Please cite the following if you use this code. Code and pre-trained models for [12-in-1: Multi-Task Vision and Language Representation Learning](http://openaccess.thecvf.com/content_CVPR_2020/html/Lu_12-in-1_Multi-Task_Vision_and_Language_Representation_Learning_CVPR_2020_paper.html):

```
@InProceedings{Lu_2020_CVPR,
author = {Lu, Jiasen and Goswami, Vedanuj and Rohrbach, Marcus and Parikh, Devi and Lee, Stefan},
title = {12-in-1: Multi-Task Vision and Language Representation Learning},
booktitle = {The IEEE/CVF Conference on Computer Vision and Pattern Recognition (CVPR)},
month = {June},
year = {2020}
}
```

and [ViLBERT: Pretraining Task-Agnostic Visiolinguistic Representations for Vision-and-Language Tasks](https://arxiv.org/abs/1908.02265):

```
@inproceedings{lu2019vilbert,
  title={Vilbert: Pretraining task-agnostic visiolinguistic representations for vision-and-language tasks},
  author={Lu, Jiasen and Batra, Dhruv and Parikh, Devi and Lee, Stefan},
  booktitle={Advances in Neural Information Processing Systems},
  pages={13--23},
  year={2019}
}
```

## Repository Setup

1. Create a fresh conda environment, and install all dependencies.

```text
conda create -n vilbert-mt python=3.6
conda activate vilbert-mt
git clone --recursive https://github.com/facebookresearch/vilbert-multi-task.git
cd vilbert-multi-task
pip install -r requirements.txt
```

2. Install pytorch
```
conda install pytorch torchvision cudatoolkit=10.0 -c pytorch
```

3. Install apex, follows https://github.com/NVIDIA/apex

4. Install this codebase as a package in this environment.
```text
python setup.py develop
```

## Data Setup

Check `README.md` under `data` for more details.  

## Visiolinguistic Pre-training and Multi Task Training

### Pretraining on Conceptual Captions

```
python train_concap.py --bert_model bert-base-uncased --config_file config/bert_base_6layer_6conect.json --train_batch_size 512 --objective 1 --file_path <path_to_extracted_cc_features>
```
[Download link](https://dl.fbaipublicfiles.com/vilbert-multi-task/pretrained_model.bin)

### Multi-task Training

```
python train_tasks.py --bert_model bert-base-uncased --from_pretrained <pretrained_model_path> --config_file config/bert_base_6layer_6conect.json --tasks 1-2-4-7-8-9-10-11-12-13-15-17 --lr_scheduler 'warmup_linear' --train_iter_gap 4 --task_specific_tokens --save_name multi_task_model
```

[Download link](https://dl.fbaipublicfiles.com/vilbert-multi-task/multi_task_model.bin)

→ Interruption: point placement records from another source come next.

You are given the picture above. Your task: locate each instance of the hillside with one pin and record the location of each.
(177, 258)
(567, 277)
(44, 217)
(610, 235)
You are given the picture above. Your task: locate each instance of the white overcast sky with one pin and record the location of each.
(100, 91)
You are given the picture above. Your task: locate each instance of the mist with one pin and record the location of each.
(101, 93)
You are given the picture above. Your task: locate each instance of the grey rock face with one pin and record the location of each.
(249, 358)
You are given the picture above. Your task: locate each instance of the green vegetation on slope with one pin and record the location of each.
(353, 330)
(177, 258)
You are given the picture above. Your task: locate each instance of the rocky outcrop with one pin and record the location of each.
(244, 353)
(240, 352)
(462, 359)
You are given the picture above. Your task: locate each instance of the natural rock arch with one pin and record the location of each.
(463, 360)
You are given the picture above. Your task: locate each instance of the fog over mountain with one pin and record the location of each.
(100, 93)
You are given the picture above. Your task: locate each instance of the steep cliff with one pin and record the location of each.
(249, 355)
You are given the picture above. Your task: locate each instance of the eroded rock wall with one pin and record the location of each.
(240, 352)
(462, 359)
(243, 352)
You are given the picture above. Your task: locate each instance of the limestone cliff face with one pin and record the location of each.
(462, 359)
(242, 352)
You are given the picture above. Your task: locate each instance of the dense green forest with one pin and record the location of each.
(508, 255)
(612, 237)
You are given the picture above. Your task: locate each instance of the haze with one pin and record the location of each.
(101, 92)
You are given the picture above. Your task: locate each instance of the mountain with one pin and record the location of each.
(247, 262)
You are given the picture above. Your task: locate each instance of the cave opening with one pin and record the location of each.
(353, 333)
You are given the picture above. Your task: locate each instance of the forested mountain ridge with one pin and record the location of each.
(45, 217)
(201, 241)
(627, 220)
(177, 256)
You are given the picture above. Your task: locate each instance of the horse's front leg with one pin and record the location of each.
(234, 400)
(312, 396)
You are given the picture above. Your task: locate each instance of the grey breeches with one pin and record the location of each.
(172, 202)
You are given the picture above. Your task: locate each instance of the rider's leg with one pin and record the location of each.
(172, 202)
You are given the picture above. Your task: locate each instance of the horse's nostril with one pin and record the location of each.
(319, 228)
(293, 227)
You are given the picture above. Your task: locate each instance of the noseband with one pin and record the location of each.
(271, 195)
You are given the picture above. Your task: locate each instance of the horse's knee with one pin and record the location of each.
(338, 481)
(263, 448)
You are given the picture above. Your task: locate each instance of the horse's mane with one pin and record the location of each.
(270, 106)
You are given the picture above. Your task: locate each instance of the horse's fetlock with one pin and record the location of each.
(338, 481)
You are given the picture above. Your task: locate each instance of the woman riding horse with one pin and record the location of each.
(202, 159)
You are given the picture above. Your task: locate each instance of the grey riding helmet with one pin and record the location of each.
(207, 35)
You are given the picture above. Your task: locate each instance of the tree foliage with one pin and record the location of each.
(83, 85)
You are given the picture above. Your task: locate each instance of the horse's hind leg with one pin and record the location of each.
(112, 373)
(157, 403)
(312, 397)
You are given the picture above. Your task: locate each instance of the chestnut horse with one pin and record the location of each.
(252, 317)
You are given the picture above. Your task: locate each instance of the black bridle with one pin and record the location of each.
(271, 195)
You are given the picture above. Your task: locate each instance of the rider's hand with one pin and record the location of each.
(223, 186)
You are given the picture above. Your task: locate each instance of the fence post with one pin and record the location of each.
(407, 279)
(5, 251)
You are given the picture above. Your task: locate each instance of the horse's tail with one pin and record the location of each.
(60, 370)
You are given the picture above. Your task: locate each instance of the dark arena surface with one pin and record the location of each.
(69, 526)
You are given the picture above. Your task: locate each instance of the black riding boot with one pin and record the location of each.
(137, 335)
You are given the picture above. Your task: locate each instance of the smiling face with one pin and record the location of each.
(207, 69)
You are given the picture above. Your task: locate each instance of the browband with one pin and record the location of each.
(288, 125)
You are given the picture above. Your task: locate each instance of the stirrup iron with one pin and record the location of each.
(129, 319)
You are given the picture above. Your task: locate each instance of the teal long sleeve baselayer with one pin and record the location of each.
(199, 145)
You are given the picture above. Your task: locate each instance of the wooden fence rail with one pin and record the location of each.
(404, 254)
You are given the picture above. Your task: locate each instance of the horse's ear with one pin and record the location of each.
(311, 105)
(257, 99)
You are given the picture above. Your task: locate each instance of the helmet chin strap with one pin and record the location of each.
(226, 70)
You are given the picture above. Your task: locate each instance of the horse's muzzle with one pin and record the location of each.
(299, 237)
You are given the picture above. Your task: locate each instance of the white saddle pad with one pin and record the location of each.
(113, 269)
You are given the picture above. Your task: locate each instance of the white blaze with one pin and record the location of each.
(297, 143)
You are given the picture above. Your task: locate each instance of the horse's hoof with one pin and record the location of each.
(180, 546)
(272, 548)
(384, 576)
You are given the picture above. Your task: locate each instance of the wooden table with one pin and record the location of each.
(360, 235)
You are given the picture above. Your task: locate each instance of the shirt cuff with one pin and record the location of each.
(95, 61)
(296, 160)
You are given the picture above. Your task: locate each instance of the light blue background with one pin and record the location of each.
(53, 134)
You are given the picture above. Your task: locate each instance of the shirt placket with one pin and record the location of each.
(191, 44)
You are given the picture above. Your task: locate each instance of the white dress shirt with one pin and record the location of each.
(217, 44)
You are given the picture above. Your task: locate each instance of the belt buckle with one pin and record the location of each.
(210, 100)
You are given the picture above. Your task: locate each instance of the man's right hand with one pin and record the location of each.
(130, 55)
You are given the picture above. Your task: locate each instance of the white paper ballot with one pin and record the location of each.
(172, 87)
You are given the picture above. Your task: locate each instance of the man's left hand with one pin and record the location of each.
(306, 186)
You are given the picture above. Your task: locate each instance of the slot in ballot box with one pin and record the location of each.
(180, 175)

### Fine-tune from Multi-task trained model

```
python train_tasks.py --bert_model bert-base-uncased --from_pretrained <multi_task_model_path> --config_file config/bert_base_6layer_6conect.json --tasks 1 --lr_scheduler 'warmup_linear' --train_iter_gap 4 --task_specific_tokens --save_name finetune_from_multi_task_model
```
 
## License

vilbert-multi-task is licensed under MIT license available in [LICENSE](LICENSE) file.